Para información de los lectores, a partir del año 1961 se aprobó la Ley del Servicio Exterior, que tuvo como propósito conformar un cuerpo diplomático profesional, no repartido en cuotas políticas, ni convocado a través de las redes, tal como lo expresa el diputado Armas. El ingreso era a través de un concurso de oposición, en el rango de Tercer Secretario, en período de prueba. Tampoco es cierto, como se afirma en el citado artículo, que los embajadores de la llamada “diplomacia convencional” contaban con gastos de representación. Sus gastos a partir de 1980, fueron determinados por una ley de presupuesto, la cual no contemplaba dicha partida, como si fueran gerentes de una empresa privada, ni sus salarios eran comparables a los de sus homólogos, como lo afirma el diputado Armas. No sé qué se busca cuando se intenta descalificar la desaparecida “Diplomacia Convencional” al compararla con el trabajo de los representantes políticos del gobierno legítimo del Ing. Juan Guaidó, en su calidad de Presidente de la Asamblea Nacional.

La diplomacia es un arte que, si bien sus principios generales se imparten en las Escuelas Diplomáticas, se acrisola durante los años de servicio y formación desde su ingreso en los rangos inferiores, hasta culminar la carrera como Embajador. La emotividad con que se expresa el Presidente de la Comisión Permanente de Política Exterior, Soberanía e Integración hacia los que llama Embajadores de la Resistencia no puede ser criticada, puesto que todos son venezolanos que por las razones sabidas han tenido que huir del país; pero este racionamiento no debe ser utilizado para calificarlos de Embajadores de la Resistencia, ni de la dignidad. Preguntamos, ¿será que los anteriores Embajadores no ejercían sus cargos con dignidad?

Todos los venezolanos que no compartimos el modelo impuesto desde Cuba y que permanecemos en Venezuela vivimos en constante resistencia, sin agua, sin electricidad, sin gasolina, sin medicinas, sin un lugar de esparcimiento donde llevar a los niños en las tardes, como sí lo tienen y gozan quienes se fueron de Venezuela a buscar mejores oportunidades para su familia, algunos de los cuales ya no volverán. Afirmar que son hombres y mujeres excepcionales es desmeritar a todos aquellos que hicieron de la Carrera Diplomática, de la Cancillería su hogar, donde se conocieron, se casaron, nacieron sus hijos y sus nietos. Muchos de ellos tuvieron que dejar a su familia para salir de misión, o vivir en un país con la familia residenciada en otro país, como quienes tuvieron que vivir la disolución de Yugoeslavia o la guerra de las Balcanes.
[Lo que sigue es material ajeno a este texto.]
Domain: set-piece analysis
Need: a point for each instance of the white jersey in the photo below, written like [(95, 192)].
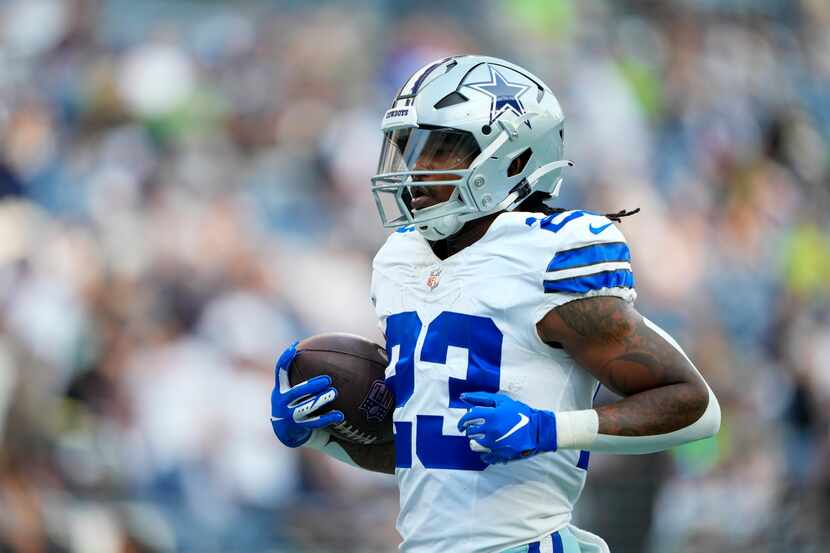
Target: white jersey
[(468, 323)]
Esos embajadores de la diplomacia convencional lograron que Venezuela ocupara las más altas posiciones en la diplomacia multilateral.

Concuerdo con que Guaidó, como Encargado de la Presidencia, debe tener unos representantes políticos, que tienen que realizar sus funciones con su propio peculio, pero como diputado, como Presidente de una de las más importantes comisiones de la Asamblea Nacional debe saber que los Embajadores de la Diplomacia Convencional también ejercieron sus funciones con la altura y dignidad que les correspondía, y hoy enfrentan en la patria las mismas vicisitudes que los Representantes Políticos del gobierno legítimo, con la diferencia de que después de más 30 años de servicio, sus jubilaciones equivalen a menos de 4 dólares americanos.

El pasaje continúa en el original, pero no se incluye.